A team of United Nations monitors on Friday gained access to a central Syrian village that is reported to have been the scene of a massacre earlier this week. They had turned back on Thursday after being shot at when they attempted to enter Mazraat al-Quabair.

The monitors travelled there to investigate Syrian opposition claims that around militiamen loyal to President Bashar al-Assad killed around 80 people, including women and children in cold blood there on Wednesday.

The government has denied responsibility for the alleged massacre. A statement posted on Syria’s state news agency, SANA, blamed the "appalling crime" on "an armed terrorist group."

Meanwhile, UN-Arab League envoy Kofi Annan was to meet with US Secretary of State Hillary Clinton in Washington later on Friday. Clinton's special adviser on Syria, Fred Hof, is, set to hold talks with Syria's ally, Russia, at the same time.

Contrasting responses

Russia, along with China, has vetoed two Security Council resolutions against Syria and Russian Foreign Minister Sergei Lavrov has heavily implied his country would veto such action again, insisting that no Security Council mandate for intervention in the country would materialize.

Germany on Friday reacted strongly to the latest violence in Syria. Berlin said it was "horrified" by the most recent massacre and called on Russia to throw its weight behind criticism of Syria via the Security Council.

"Two weeks after the massacre in Houla, it appears a similar massacre in the town of Al-Qubair near Hama was committed," government spokesman Steffen Seibert told reporters in Berlin.

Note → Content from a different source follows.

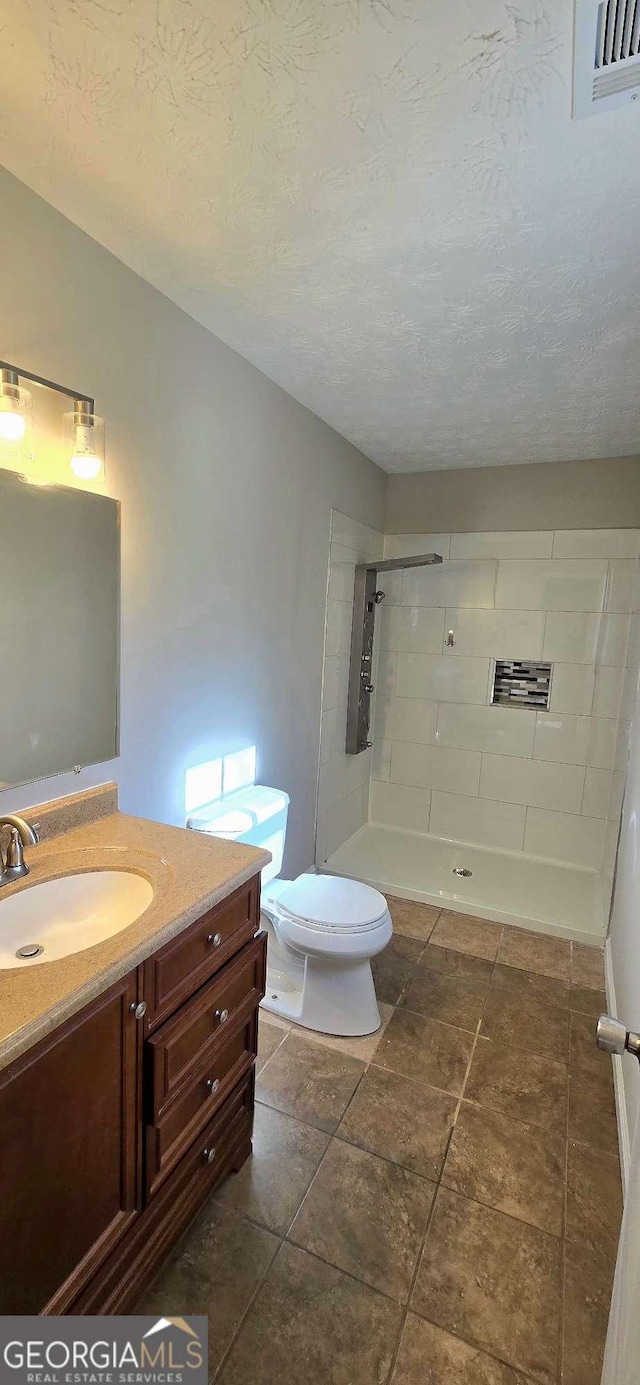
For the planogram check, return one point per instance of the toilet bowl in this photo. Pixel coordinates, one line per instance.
(322, 934)
(322, 930)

Fresh violence in Damascus

At the same time, reports of fresh violence continued to trickle out of Syria on Friday. A bomb in a Damascus suburb killed two security force members, according to the London-based Syrian Observatory for Human Rights.

The Observatory added that a blast next to a police station in Idlib, a city in the northwestern region of the country, claimed five lives.

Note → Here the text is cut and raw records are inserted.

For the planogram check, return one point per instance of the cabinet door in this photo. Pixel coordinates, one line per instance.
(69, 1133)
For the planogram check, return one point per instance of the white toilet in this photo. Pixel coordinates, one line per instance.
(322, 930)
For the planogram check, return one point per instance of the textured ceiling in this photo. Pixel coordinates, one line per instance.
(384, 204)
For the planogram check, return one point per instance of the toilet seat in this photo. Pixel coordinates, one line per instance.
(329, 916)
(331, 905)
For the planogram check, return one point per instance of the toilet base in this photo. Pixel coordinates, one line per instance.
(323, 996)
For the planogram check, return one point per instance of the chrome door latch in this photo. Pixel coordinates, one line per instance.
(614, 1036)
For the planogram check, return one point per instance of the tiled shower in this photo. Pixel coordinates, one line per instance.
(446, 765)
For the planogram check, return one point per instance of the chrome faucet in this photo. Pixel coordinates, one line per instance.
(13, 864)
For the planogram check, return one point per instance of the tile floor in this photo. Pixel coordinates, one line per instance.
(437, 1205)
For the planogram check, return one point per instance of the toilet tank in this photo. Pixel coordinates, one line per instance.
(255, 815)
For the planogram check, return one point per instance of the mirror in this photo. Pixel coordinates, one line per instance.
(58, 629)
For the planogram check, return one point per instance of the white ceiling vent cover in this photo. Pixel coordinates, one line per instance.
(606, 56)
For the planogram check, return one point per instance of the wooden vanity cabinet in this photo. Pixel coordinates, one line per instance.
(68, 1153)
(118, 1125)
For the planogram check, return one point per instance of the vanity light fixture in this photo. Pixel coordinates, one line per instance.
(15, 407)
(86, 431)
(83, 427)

"It was a powerful explosion that destroyed the facade of the building," said the watchdog, which also claimed that a civilian had been killed in the same province.

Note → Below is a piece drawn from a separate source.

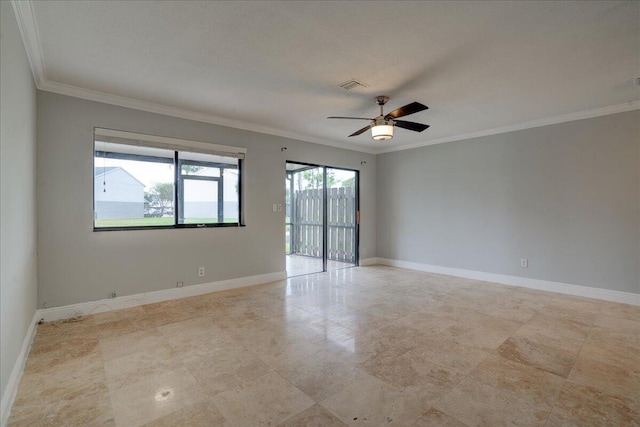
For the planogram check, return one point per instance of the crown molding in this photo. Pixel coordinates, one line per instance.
(91, 95)
(580, 115)
(31, 39)
(26, 20)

Syrian troops were also engaged in fighting to reclaim the rebel stronghold of Khaldiyeh in Homs, said the watchdog.

Kofi Annan.
Kofi Annan is sticking by his peace plan.Image: picture alliance / ZUMAPRESS.com

The developments come a day after Kofi Annan and UN Secretary-General Ban Ki-moon briefed the United Nations Security Council on the escalating conflict in New York late on Thursday. Annan said that although fighters on the ground were not honoring the terms of his six-point peace plan, he still hoped it could succeed.

"If things do not change, the future is likely to be one of brutal repression, massacres, sectarian violence, and even all-out civil war," Annan told the Council, saying that "all Syrians will lose" in such a situation.